Daily stream statistics were plotted for the four streams analyzed. High flow, low flow, and average flow seasons were plotted. For all streams, 2001-02 was chosen as the high flow season and 1996-97 was chosen as the low flow season. For Green Creek 2005-06 was chosen as the average flow season due to its equipment malfunction during 2004-05, which was the season chosen for the rest of the streams. Note that negative dEC/dQ behaviors are dominant for most seasons (Figure 3-2,3,4,5). Late season flow appears to be dominated by the draining behavior.

Dilution is evident during mid-season high flows.

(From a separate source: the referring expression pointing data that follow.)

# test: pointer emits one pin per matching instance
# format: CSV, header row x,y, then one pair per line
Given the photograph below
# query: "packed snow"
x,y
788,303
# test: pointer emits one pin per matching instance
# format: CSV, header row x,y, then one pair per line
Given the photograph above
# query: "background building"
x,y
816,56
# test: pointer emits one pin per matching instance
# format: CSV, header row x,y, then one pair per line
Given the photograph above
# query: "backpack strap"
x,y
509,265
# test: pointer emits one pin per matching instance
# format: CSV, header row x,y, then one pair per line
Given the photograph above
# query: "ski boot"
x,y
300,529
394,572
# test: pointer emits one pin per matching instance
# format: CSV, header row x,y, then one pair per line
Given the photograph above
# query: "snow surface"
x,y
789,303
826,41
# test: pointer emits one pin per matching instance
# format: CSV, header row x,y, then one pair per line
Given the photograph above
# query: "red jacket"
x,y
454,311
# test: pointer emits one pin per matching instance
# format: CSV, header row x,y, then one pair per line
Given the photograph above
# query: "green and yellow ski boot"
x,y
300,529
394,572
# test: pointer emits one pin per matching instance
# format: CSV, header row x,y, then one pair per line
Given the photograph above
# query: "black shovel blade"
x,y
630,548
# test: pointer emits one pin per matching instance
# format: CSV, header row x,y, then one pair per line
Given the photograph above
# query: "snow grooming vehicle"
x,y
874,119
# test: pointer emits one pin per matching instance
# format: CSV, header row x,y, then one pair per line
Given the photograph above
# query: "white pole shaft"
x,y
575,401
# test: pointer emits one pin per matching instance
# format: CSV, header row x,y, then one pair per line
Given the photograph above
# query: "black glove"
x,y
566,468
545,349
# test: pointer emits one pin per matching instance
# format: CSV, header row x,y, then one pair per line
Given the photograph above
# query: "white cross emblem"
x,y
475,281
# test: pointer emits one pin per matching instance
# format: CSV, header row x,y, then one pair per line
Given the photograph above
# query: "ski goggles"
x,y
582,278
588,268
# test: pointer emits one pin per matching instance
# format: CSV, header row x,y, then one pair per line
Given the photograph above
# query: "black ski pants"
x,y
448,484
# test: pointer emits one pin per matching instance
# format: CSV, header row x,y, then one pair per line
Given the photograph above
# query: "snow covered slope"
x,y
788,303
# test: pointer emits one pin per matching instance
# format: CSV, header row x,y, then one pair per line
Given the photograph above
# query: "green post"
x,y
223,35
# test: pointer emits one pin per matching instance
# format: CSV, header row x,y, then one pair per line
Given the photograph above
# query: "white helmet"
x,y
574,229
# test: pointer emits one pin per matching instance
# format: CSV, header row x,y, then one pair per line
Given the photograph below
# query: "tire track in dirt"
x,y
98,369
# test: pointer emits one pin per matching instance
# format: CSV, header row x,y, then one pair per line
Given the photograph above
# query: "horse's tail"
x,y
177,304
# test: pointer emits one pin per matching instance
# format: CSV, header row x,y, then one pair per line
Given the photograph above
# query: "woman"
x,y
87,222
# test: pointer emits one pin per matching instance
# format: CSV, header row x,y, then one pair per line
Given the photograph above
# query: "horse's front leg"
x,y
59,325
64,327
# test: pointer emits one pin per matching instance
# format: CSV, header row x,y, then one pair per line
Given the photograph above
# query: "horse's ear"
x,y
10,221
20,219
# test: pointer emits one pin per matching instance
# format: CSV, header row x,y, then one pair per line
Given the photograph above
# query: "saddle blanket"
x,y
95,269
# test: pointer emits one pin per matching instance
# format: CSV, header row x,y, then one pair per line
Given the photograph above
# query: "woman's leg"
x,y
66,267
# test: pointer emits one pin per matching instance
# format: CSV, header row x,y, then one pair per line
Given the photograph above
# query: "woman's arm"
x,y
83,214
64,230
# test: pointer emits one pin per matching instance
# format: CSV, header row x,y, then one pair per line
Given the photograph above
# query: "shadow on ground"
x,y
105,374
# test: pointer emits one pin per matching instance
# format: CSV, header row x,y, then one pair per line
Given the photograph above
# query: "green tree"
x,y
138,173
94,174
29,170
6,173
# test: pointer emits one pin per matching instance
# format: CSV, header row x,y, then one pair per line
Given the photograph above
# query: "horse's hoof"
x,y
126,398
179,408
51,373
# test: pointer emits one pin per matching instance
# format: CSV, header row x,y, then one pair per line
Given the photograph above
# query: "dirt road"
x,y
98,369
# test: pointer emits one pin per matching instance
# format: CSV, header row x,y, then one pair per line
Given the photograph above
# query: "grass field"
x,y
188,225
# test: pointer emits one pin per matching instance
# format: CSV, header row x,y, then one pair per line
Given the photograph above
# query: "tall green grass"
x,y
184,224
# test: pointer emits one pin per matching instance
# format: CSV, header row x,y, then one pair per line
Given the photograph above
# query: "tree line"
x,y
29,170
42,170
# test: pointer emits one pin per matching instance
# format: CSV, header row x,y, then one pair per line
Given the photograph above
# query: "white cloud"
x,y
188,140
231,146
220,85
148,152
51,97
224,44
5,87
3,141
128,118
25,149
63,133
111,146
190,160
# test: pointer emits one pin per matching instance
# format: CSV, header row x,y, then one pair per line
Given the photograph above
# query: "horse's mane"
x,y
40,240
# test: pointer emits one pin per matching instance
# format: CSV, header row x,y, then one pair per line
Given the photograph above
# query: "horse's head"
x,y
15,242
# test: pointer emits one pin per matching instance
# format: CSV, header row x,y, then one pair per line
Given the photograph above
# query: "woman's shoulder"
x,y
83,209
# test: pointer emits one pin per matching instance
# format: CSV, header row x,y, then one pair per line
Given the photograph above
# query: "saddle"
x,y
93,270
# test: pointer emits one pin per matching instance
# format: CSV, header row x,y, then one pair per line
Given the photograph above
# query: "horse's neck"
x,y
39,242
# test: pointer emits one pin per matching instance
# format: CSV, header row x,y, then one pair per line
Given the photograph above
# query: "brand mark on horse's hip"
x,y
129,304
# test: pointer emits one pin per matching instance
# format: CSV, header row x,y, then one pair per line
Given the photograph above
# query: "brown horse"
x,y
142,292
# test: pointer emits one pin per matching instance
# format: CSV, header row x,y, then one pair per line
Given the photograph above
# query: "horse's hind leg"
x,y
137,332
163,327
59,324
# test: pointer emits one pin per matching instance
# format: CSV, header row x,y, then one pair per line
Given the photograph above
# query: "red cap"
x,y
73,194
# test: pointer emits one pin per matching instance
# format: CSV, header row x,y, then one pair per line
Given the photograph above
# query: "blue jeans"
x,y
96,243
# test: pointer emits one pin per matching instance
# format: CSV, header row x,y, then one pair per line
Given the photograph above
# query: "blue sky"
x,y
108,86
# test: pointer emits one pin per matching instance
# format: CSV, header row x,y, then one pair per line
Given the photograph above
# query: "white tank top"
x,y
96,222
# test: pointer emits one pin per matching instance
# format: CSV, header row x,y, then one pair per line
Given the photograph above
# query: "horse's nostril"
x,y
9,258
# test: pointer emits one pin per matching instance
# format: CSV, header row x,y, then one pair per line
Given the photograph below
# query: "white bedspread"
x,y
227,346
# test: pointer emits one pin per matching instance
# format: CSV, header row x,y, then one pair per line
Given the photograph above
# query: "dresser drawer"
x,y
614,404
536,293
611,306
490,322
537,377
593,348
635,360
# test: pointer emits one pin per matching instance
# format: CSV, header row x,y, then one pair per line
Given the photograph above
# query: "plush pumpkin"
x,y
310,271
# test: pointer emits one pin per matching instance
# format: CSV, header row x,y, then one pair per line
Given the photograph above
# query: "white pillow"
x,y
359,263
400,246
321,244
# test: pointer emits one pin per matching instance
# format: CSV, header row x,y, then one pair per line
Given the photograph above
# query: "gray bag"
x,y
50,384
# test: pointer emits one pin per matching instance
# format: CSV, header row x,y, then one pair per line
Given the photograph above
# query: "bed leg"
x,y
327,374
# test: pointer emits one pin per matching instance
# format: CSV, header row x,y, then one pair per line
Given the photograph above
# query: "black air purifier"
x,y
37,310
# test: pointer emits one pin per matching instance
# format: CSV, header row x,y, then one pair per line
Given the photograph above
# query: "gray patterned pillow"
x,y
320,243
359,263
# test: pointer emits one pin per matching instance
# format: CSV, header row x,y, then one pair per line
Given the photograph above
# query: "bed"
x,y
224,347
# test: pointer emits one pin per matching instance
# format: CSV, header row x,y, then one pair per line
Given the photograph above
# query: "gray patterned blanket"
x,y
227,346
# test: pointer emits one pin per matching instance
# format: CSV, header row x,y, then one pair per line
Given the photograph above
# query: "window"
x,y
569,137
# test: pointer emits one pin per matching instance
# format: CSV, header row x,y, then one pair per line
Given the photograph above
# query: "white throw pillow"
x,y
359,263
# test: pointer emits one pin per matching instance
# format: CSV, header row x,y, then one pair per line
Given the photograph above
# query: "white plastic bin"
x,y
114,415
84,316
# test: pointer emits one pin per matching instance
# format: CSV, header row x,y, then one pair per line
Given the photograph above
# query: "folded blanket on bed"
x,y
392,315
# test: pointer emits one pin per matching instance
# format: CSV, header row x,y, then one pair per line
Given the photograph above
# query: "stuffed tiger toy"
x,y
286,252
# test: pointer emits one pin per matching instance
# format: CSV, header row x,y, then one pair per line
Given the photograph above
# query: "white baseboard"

Reported in Figure 3-6 is silica concentrations versus instantaneous discharge. Note the strong logarithmic relationship. This same relationship was found for all major ions, but was strongest for silica. Also reported are nutrient concentrations in Figures 3-7,8,9. Note the general spread and lack of correlation between discharge and all nutrient concentrations. However, common among all plots is a slight increase in nutrient concentration with increases in discharge.

40

Figure 3-2: Crescent Stream daily statistics plots for 2001-02 (high flow season), 1996-97 (low flow season), 2004-05 (average flow season). Flushing (black bars) and equilibrium (white bars) dEC/dQ values are positive, dilution (white bars) and draining (black bars) are negative.

41

Figure 3-3: Aiken Creek daily statistics plots for 2001-02 (top, high flow season), 1996-97 (middle, low flow season), and 2004-05 (bottom, average flow season). Flushing (black bars) and equilibrium (white bars) dEC/dQ values are positive, dilution (white bars) and draining (black bars) are negative.

42

Figure 3-4: Canada Stream daily statistics plots for 2001-02 (top, high flow season), 1996-97 (middle, low flow season), and 2004-05 (bottom, average flow season). Flushing (black bars) and equilibrium (white bars) dEC/dQ values are positive, dilution (white bars) and draining (black bars) are negative.

43

Figure 3-5: Green Creek daily statistics plots for 2001-02 (top, high flow season), 1996-97 (middle, low flow season), and 2004-05 (bottom, average flow season). Flushing (black bars) and equilibrium (white bars) dEC/dQ values are positive, dilution (white bars) and draining (black bars) are negative.

44

Figure 3-6: Green Creek silica concentration vs. instantaneous discharge for all grab samples collected since 1993.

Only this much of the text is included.